Julia Evans

A bookmarklet to flee from Mailman archives

This is about going down a rabbit hole.

Yesterday I tweeted about how I read the Architecture of Open Source Applications chapter on LLVM, and how it says that the reason that LLVM is successful is that it has a well-defined IR.

People immediately replied saying “But LLVM’s IR isn’t well-defined at all!” and pointed me to this super interesting post to LLVMdev discussing that.

I read it, and then wanted to start reading some of the replies to get a better sense of the debate around this. But reading mailman archives is terrible! So I asked some people on Twitter how to fix it, and they universally said Gmane!.

So, since we’re programmers and we like going down rabbit holes, I started writing a bookmarklet to take me from an offending Mailman archive page to a much prettier Gmane page. For example, here’s the Gmane page for that LLVM discussion.

Right now it just does a Google search for site:comments.gmane.org <first 100 characters from the article>, and then you have to click on the first result. I couldn’t get I’m Feeling Lucky to work for some unknown reason.

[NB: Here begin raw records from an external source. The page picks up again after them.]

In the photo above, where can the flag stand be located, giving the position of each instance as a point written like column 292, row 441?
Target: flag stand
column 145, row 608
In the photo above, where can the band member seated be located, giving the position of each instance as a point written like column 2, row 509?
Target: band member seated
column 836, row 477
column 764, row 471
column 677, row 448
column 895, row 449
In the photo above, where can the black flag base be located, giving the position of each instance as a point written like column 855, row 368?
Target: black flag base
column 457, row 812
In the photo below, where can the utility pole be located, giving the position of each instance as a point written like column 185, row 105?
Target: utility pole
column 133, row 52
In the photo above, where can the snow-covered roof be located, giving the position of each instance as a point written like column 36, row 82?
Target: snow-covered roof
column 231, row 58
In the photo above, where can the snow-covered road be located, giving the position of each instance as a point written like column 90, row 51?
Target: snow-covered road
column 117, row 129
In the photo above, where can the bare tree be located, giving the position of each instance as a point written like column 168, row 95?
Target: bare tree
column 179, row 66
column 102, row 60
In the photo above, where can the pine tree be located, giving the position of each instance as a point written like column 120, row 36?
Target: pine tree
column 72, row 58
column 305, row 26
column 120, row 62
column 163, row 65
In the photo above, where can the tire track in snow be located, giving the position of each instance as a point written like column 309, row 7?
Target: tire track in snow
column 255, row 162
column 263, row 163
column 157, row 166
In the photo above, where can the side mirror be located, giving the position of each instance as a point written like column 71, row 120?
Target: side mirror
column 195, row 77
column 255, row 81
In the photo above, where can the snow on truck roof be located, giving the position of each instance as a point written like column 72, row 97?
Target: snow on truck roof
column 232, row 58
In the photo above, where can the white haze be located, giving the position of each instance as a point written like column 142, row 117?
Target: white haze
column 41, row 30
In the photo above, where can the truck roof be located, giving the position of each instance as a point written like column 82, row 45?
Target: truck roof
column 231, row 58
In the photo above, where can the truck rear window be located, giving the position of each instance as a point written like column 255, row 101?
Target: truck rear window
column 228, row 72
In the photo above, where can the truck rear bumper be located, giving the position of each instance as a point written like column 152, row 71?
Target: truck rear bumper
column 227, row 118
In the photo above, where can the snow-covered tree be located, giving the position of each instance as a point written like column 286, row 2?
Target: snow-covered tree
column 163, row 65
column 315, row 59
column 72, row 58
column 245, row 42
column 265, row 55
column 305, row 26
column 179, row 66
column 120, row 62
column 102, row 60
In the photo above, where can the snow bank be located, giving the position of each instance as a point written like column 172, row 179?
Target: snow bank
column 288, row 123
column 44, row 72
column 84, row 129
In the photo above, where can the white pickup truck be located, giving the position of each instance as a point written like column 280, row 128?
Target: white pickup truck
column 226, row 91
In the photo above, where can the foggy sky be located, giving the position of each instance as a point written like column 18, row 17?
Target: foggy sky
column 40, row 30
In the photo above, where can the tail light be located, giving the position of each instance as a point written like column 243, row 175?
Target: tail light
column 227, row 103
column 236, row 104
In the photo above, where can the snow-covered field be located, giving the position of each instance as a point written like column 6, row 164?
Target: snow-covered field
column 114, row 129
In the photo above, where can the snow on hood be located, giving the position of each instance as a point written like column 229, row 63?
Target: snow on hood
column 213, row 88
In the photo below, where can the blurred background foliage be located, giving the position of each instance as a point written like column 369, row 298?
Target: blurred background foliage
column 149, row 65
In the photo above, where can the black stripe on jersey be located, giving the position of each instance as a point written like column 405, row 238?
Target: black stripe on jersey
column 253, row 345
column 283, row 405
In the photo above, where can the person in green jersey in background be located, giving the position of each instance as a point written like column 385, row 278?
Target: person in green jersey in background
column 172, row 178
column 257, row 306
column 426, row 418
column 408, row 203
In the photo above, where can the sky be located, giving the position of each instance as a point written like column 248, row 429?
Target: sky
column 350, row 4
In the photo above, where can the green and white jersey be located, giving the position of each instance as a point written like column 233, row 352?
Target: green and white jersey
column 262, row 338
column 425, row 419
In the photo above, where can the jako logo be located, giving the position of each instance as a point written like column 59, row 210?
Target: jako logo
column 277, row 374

If you’re interested in such a thing, you can drag this to your bookmarks bar:

Fix my mailman!

You can test it out on the LLVM post that started it all.

It is a grand total of 5 lines of code right now, and the source is up on GitHub. If anyone has an idea for how to make this better I’d love to hear it.

Thanks is due to Monica because I stole most the bookmarklet code from her amazing ransom note bookmarklet.